Dustin received a $1,000 “Strong Backbone Award,” which is generously contributed by an octogenarian member of the Freedom From Religion Foundation (who prefers anonymity) to celebrate his birthday. He likes to bestow the scholarship, via FFRF, upon a high school student or recent high school grad who has demonstrated a “strong backbone” in defending the separation of state and church and/or freethought.
By Dustin Daniels
All of this started when I was a 16-year-old sophomore who opposed a Ten Commandments plaque hanging inside my Tennessee high school.
After I lodged a complaint, controversy ensued, with hundreds of people inflamed about the complaint, which caused the Cumberland County School Board to ultimately vote to allow the decalogue to remain on the walls.
Despite this loss, there was little time to be upset because I knew more needed to be done, since the basketball team had a “character coach” who was leading weekly devotionals, religious messages were displayed everywhere and Christian music was blasted during classes. All of it had to be resolved.
I decided to continue fighting and give activism one more chance . . . or multiple chances.
FFRF stepped in and had to write numerous letters of complaint, sometimes over the same violation. Some people told me I was being too difficult, but I felt the students’ rights were of top priority. It didn’t matter how annoying the school officials thought the complaints were. Following the Constitution is not annoying nor is it too difficult.
Every day, I walked into a school that I felt lacked any respect for me or my rights. Each complaint took months to resolve, and, frustratingly, it seemed each time one violation was resolved, another would come up.

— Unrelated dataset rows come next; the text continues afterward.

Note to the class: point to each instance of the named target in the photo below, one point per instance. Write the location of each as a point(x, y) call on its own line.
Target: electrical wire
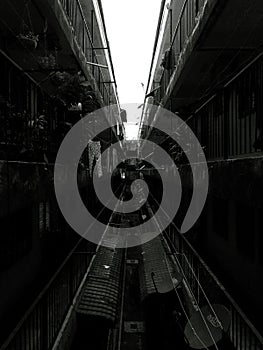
point(181, 303)
point(189, 287)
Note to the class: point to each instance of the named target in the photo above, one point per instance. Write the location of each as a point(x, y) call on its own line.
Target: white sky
point(131, 27)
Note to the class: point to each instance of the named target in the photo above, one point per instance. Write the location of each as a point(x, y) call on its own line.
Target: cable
point(184, 311)
point(192, 293)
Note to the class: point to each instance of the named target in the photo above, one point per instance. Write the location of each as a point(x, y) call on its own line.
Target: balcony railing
point(83, 37)
point(40, 326)
point(187, 21)
point(242, 334)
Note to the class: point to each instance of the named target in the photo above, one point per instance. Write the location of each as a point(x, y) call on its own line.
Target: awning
point(100, 295)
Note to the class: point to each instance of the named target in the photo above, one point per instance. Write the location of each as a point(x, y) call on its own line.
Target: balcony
point(211, 41)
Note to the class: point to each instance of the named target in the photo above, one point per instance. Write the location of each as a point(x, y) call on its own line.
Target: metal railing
point(187, 21)
point(39, 327)
point(77, 19)
point(242, 334)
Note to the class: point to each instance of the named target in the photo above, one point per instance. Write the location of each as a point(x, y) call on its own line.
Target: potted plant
point(28, 39)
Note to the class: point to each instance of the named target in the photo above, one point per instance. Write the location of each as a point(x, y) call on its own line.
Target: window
point(245, 224)
point(220, 217)
point(44, 217)
point(15, 236)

Finally, after nearly two years, there was success. The school district’s attorney agreed to conduct countywide training on religion in schools. Additionally, teachers who had repeat violations were warned of possible reprimand, and one principal agreed to watch over a sixth-grade history teacher accused of promoting Jesus in the world religions curriculum. Multiple religious displays have been removed and the basketball team was required to be inclusive.
We are still dealing with serious issues, such as the Ten Commandments plaques and school events in churches. However, as the old saying goes, “The wheels of justice turn slowly,” but they turn, nonetheless.
True religious freedom cannot exist when the government decides to be a church or a preacher. Seeing what happens when religion and government become too close made me realize the wall between church and state must remain tall and impenetrable. It is up to everyone to protect that wall and to never settle for less than what we deserve.
Dustin graduated high school early and will attend Roane State Community College. He hopes to go to law school after college graduation.